Today, December 1st, is World AIDS Day. According to the latest available data from UNAIDS, 1.1 million people died from AIDS-related causes in 2015, there are just over 2 million new HIV infections globally every year, and just under 40 million people are living with the virus. These are depressing figures, particularly in light of the advances in our understanding of HIV, its prevention and treatment, the laudable rise in the number of people accessing antiretroviral therapy (ART) (up from 7.5 million to 18 million in the past five years), and the massive impact of ART on reducing the likelihood of onward transmission.
Despite the fact that the life expectancy of people on ART has improved significantly, especially for those who receive a timely diagnosis, and that there exist effective ways of avoiding infection, the stigma associated with HIV remains. The impact of this stigma, and the associated discrimination which people living with HIV (PLHIV) and those in key populations are subjected to, is substantial and undermines the work being done to promote access to health and other services critical to curtailing the epidemic.
Among the most pernicious contributors to HIV stigma is the widespread and inappropriate use of criminal laws against PLHIV and those at heightened risk of infection.
Stigma is not only correlated with adverse health outcomes for PLHIV (including depression and lower adherence to medication), but also with non-disclosure of status and with less safe sexual practices. It is for these reasons that combating stigma, and the factors which contribute to it, has long been identified as a public health priority.
Among the most pernicious contributors to HIV stigma is the widespread and inappropriate use of criminal laws against PLHIV and those at heightened risk of infection. For example, PLHIV or those suspected of being HIV-positive have been and are at risk of being investigated, prosecuted and imprisoned for exposure offences – where no transmission takes place – even where there is negligible risk (as when a PLHIV is on effective treatment and has an undetectable viral load), where there is no risk (e.g. through biting or spitting), and even where a partner has consented to the risk involved.
In some countries, such as Canada, the very fact of non-disclosure of status can, irrespective of risk, turn otherwise consensual sex into sexual assault. And where transmission does in fact occur (which is more likely when someone does not know their status and is not on treatment than when they do know and are), PLHIV are at risk of extended custodial punishment, even if it is not their intention to cause harm.
These laws serve no public health purpose and, because it is typically only those that have a positive diagnosis who may be found criminally liable, do nothing to incentivise the testing which is a pre-requisite of treatment and care.
Put simply, the policing of these communities, and the absence of harm reduction opportunities in the carceral settings they may find themselves in as a result of that policing, exacerbate risks which are already greater than for the general population.
It is not only those already living with HIV who suffer from the enforcement of punitive laws. The social opprobrium associated with and / or criminalization of transgender people, homosexuality, sex work, and injecting drug use in many countries of the world (including nations with high HIV prevalence) reinforces stigma, makes it harder to support those at heightened risk of acquiring the virus, and in fact makes infection more likely.

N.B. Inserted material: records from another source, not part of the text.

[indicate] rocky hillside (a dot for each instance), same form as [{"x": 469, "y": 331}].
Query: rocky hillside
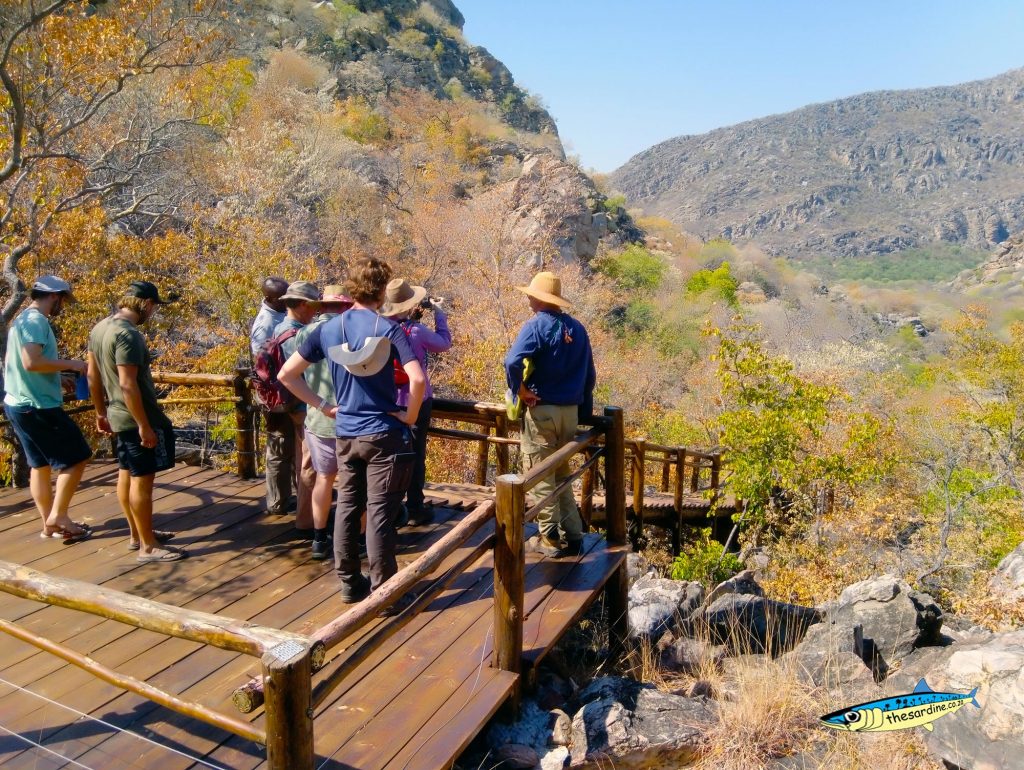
[{"x": 870, "y": 174}]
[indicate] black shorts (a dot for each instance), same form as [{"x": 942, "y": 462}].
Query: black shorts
[
  {"x": 48, "y": 436},
  {"x": 142, "y": 461}
]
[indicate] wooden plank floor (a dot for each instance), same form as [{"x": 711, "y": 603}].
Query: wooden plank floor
[{"x": 416, "y": 702}]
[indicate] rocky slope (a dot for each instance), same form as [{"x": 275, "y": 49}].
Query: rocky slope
[{"x": 873, "y": 173}]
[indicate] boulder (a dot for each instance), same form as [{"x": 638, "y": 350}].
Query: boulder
[
  {"x": 1008, "y": 582},
  {"x": 623, "y": 723},
  {"x": 894, "y": 617},
  {"x": 990, "y": 737},
  {"x": 748, "y": 623},
  {"x": 658, "y": 604}
]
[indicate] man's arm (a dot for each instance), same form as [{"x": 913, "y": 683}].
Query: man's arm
[
  {"x": 128, "y": 380},
  {"x": 291, "y": 377},
  {"x": 97, "y": 395},
  {"x": 34, "y": 360}
]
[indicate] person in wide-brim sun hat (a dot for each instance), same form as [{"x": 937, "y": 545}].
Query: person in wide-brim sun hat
[
  {"x": 546, "y": 287},
  {"x": 400, "y": 297}
]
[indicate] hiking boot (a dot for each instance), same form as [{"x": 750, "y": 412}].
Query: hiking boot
[
  {"x": 354, "y": 589},
  {"x": 545, "y": 546},
  {"x": 420, "y": 517},
  {"x": 322, "y": 549}
]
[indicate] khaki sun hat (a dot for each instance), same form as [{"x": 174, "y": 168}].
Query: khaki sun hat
[
  {"x": 546, "y": 287},
  {"x": 368, "y": 360},
  {"x": 302, "y": 290},
  {"x": 399, "y": 297}
]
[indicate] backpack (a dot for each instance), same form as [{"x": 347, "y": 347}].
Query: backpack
[{"x": 271, "y": 395}]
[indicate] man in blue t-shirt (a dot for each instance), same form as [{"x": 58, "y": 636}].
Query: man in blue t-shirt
[
  {"x": 375, "y": 453},
  {"x": 559, "y": 392},
  {"x": 34, "y": 404}
]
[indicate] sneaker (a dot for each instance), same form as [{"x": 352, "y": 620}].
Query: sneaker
[
  {"x": 322, "y": 549},
  {"x": 354, "y": 589},
  {"x": 420, "y": 517},
  {"x": 544, "y": 546},
  {"x": 404, "y": 602}
]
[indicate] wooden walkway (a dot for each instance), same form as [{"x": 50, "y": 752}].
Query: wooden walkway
[{"x": 415, "y": 702}]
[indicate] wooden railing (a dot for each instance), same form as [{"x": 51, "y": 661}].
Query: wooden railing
[{"x": 288, "y": 659}]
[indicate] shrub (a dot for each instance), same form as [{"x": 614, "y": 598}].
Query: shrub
[
  {"x": 705, "y": 560},
  {"x": 634, "y": 268},
  {"x": 719, "y": 281}
]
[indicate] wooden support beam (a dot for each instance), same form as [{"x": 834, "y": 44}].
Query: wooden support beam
[
  {"x": 510, "y": 568},
  {"x": 225, "y": 633},
  {"x": 614, "y": 476},
  {"x": 288, "y": 687}
]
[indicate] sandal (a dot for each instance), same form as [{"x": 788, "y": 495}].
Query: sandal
[
  {"x": 161, "y": 554},
  {"x": 67, "y": 536},
  {"x": 160, "y": 535}
]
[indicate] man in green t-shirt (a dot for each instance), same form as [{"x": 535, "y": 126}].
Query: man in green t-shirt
[
  {"x": 119, "y": 370},
  {"x": 33, "y": 401}
]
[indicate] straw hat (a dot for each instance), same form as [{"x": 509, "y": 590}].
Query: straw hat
[
  {"x": 546, "y": 287},
  {"x": 302, "y": 290},
  {"x": 334, "y": 294},
  {"x": 399, "y": 297}
]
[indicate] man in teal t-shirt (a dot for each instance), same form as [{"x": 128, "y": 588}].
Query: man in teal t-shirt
[{"x": 34, "y": 401}]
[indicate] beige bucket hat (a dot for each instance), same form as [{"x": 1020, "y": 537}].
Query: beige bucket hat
[
  {"x": 546, "y": 287},
  {"x": 400, "y": 297}
]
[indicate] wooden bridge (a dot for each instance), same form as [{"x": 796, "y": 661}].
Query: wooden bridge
[{"x": 244, "y": 655}]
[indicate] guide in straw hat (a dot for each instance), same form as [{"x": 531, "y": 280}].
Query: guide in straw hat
[{"x": 558, "y": 393}]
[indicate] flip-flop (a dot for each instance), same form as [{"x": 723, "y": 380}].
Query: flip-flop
[
  {"x": 160, "y": 535},
  {"x": 163, "y": 554}
]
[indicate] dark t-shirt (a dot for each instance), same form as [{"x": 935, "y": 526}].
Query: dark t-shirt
[
  {"x": 117, "y": 342},
  {"x": 364, "y": 402}
]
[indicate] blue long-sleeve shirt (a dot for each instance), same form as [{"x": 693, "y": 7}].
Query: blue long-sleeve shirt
[{"x": 563, "y": 361}]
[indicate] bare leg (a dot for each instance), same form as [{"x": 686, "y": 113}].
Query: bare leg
[
  {"x": 140, "y": 497},
  {"x": 322, "y": 499},
  {"x": 68, "y": 481},
  {"x": 124, "y": 498},
  {"x": 39, "y": 484}
]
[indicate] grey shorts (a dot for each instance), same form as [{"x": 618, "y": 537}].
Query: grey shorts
[{"x": 324, "y": 453}]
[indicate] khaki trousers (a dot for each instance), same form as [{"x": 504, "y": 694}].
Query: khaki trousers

If the possession of condoms is treated as evidence of sex work, sex workers may not carry them; and if the possession of syringes is treated as evidence of drug use, the chance that these will be shared increases, as does the risk of transmitting blood-borne viruses (including HIV and hepatitis C). Put simply, the policing of these communities, and the absence of harm reduction opportunities in the carceral settings they may find themselves in as a result of that policing, exacerbate risks which are already greater than for the general population.
The adverse impact of using criminal law in the fight against HIV, and on those directly and indirectly affected by it, has been extensively researched and documented. The consensus among expert bodies such as UNAIDS and the Global Commission on HIV and the Law is that countries should review their punitive laws and significantly restrict their use, and there have been a number of progressive and welcome developments both in law reform and in policing, many of these led by coalitions of activists and clinicians. At the same time, and despite the evidence of the harm that they cause, and the stigma which it feeds and sustains, countries continue to pass and enforce these laws.
Irrespective of any moral or ethical questions there may be about HIV transmission, exposure, or non-disclosure, it is incontrovertible that the criminal law makes the elimination of HIV harder. If we are going to end the epidemic, this needs to be recognised and acted on as a priority. If not, more people will become infected, more people will get sick, more people will have a lower quality of life – even when virally suppressed – and more people will die.